La Monadologie, n’a encore été publiée qu’une fois d’après les manuscrits. Cette publication a été faite par Erdmann[1], dans son édition des œuvres philosophiques, 1840. Les fautes évidentes que contient le texte de Erdmann nous ont décidé à aller consulter les documents originaux ; et toute facilité nous a été donnée à cet égard par la gracieuse obligeance de M. Bodemann, conservateur de la bibliothèque royale de Hanovre.

Les manuscrits de la Monadologie sont au nombre de trois : 1o un brouillon écrit de la main de Leibnitz 2o et 3o, deux copies, de mains étrangères, revues et corrigées par Leibnitz, dont i*une, beaucoup plus chargée de corrections et d’additions, est évidemment plus ancienne que l’autre.
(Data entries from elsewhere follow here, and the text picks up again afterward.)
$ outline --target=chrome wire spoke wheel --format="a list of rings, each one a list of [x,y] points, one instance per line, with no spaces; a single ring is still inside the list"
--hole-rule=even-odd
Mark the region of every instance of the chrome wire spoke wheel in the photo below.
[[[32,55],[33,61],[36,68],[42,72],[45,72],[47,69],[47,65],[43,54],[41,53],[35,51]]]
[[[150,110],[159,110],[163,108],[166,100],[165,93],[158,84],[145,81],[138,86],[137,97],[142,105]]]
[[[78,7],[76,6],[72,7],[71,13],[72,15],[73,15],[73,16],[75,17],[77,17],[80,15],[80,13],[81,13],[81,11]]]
Ces copies, peut-être faites sous la dictée, émanent de personnes peu familiarisées avec la langue française[2], et même peu lettrées, comme le montrent les fautes que Leibnitz a dû corriger[3]. De plus, Leibnitz lui-même y a laissé quelques fautes qui ne se trouvent pas dans son propre brouillon[4]. Ces remarques suffisent déjà pour montrer qu’on ne doit pas s’en tenir, pour l’établissement du texte, à la seconde copie, ainsi que parait avoir fait Erdmann. Mais il y a plus. Si l’on examine attentivement le brouillon autographe et les deux copies, on trouve que le rapport en est moins simple qu’il ne semblait au premier abord. Certaines corrections faites sur le brouillon autographe ne se retrouvent sur la copie A que faites de la main même de Leibnitz[5], et l’analogue a lieu pour les copies A et B. Et même la copie A, bien qu’évidemment antérieure à la copie B, contient, écrites de la main de Leibnitz, certaines additions qui ne se retrouvent pas du tout dans la copie B. Tels sont les renvois à la Théodicée, et même une phrase terminant le § 42. De cet état de choses il parait résulter que Leibnitz a revu et corrigé son brouillon, même après la confection de la première copie, et qu’il a revu la première copie, même après la confection et la correction de la seconde. Il y a donc lieu de tenir compte à la fois des trois manuscrits. Erdmann a eu raison de transcrire les renvois à la Théodicée qui ne se trouvent que dans la première copie : nous avons pensé qu’il fallait également admettre dans le texte la dernière phrase du § 42, qui, absente de la seconde copie, figure comme addition dans la première. D’une manière générale, nous avons, tout en prenant pour base la copie qui apparaît avec évidence comme le plus récent des trois manuscrits, rectifié à l’occasion cette copie elle-même à l’aide des notes autographes que contiennent les manuscrits antérieurs.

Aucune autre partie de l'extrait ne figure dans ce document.